The State Administration of Foreign Exchange (SAFE), China’s foreign exchange regulator, raised the limit for the qualified foreign institutional investor or QFII programme to US$300 billion from $150 billion.
SAFE says in a statement on January 14 that the move is to “accommodate overseas investors’ demand for China’s capital market”.
The regulator last raised the quota in July 2015, from the then $80 billion.
The QFII scheme was introduced in 2002 and the first quota, for $17 billion, was granted the following year.
Since then, SAFE has granted quotas totalling $101.06 billion to 287 foreign institutions up to the end of 2018, according to figures from the regulator.
“SAFE has introduced several reforms to foreign exchange management over the last two years, including allowing QFIIs to hedge against foreign exchange risk in China,” the statement says, adding that “these reforms have made the QFII investment channel more convenient for overseas investors”.
The higher limit can provide greater capacity for foreign investors to access China’s capital market, according to Patrick Wong, head of China sales and business development at HSBC Securities Services in Hong Kong.

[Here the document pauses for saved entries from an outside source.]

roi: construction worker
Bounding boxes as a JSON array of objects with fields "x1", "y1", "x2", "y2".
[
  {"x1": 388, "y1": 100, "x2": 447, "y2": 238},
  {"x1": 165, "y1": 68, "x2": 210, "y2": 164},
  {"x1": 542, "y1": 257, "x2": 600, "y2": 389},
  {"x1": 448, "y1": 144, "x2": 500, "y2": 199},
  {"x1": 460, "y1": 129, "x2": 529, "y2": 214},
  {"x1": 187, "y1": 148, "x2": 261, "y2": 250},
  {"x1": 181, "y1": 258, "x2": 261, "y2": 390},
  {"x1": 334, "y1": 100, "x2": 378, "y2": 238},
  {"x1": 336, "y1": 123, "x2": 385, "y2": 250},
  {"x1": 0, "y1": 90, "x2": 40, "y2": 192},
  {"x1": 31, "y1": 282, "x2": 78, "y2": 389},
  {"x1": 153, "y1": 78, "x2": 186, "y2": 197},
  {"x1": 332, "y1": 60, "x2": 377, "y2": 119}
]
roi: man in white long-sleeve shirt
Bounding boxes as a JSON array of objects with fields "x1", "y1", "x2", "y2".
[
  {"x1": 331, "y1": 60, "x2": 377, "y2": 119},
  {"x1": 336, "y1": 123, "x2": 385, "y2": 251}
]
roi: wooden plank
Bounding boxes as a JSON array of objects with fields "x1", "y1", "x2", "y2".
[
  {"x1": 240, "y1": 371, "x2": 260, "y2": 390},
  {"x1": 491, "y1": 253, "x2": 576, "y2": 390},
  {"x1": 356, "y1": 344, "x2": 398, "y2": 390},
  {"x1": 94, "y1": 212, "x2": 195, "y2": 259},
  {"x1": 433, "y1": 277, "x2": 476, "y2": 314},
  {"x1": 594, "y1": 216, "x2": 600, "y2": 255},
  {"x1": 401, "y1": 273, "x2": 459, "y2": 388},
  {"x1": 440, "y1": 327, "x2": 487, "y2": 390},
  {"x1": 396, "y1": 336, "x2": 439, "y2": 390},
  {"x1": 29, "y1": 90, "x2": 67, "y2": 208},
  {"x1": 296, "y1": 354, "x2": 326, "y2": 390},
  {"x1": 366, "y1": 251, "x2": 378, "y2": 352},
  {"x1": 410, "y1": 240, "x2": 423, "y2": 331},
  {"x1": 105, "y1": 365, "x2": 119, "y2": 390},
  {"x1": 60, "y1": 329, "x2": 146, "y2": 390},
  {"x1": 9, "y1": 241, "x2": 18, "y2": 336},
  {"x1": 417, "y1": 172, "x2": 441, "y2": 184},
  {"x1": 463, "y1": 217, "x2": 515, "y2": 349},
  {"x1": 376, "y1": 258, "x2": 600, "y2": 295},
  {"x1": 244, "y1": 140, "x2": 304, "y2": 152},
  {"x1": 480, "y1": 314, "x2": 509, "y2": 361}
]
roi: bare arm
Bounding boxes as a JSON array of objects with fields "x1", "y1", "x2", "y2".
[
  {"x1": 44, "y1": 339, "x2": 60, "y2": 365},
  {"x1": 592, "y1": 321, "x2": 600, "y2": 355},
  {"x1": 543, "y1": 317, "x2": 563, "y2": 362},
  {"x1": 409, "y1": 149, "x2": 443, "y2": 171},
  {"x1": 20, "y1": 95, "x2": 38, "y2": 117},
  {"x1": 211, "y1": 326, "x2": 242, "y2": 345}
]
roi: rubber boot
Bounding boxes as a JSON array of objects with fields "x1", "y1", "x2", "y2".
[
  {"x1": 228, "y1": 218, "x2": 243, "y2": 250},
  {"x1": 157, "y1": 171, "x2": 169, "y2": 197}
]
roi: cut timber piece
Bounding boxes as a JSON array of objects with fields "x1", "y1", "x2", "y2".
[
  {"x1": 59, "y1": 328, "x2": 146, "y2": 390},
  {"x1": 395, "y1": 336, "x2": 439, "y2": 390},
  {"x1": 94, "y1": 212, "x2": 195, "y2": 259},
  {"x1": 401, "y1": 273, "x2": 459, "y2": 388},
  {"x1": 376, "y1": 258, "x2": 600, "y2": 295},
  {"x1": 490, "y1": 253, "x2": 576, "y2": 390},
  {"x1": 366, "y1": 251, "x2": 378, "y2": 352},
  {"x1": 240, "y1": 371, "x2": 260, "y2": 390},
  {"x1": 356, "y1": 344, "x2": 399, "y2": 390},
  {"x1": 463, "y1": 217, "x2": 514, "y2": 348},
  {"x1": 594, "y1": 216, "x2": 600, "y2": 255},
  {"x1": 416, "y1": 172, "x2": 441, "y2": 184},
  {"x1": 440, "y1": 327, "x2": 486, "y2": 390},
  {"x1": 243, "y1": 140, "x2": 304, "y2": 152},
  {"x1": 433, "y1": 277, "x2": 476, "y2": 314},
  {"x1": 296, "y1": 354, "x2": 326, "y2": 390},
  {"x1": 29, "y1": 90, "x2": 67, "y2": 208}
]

Although these investors have other ways to enter China’s stock and bond markets, some asset classes are only accessible via schemes such as the QFII, Mr. Wong says in a report.
“We foresee that China’s capital market will continue to open up. Investment scope will be further relaxed, so foreign investors in the long run can invest into domestic asset classes like local investors,” he writes. “Overseas investors are getting ready and familiarising themselves with the onshore investments dynamics.”
According to a Hong Kong-based fund analyst, Beijing is broadening the capacity of its foreign investment channels ahead of the inclusion of Chinese stocks into index provider FTSE Russell’s indices this year. Rival provider MSCI Inc. added China A-shares – stocks of companies listed on the Shanghai or Shenzhen bourses – to its benchmark indices in 2018.
Beijing wants to be well prepared for growth in foreign investments as more index providers look to incorporate A-shares into their indices, the analyst tells Asia Asset Management, speaking on condition of anonymity.
“The increase in QFII quota will not trigger significant international capital flows into A-shares, but foreign ownership in A-shares market will gradually increase over time, which helps stabilise the market volatility,” he says.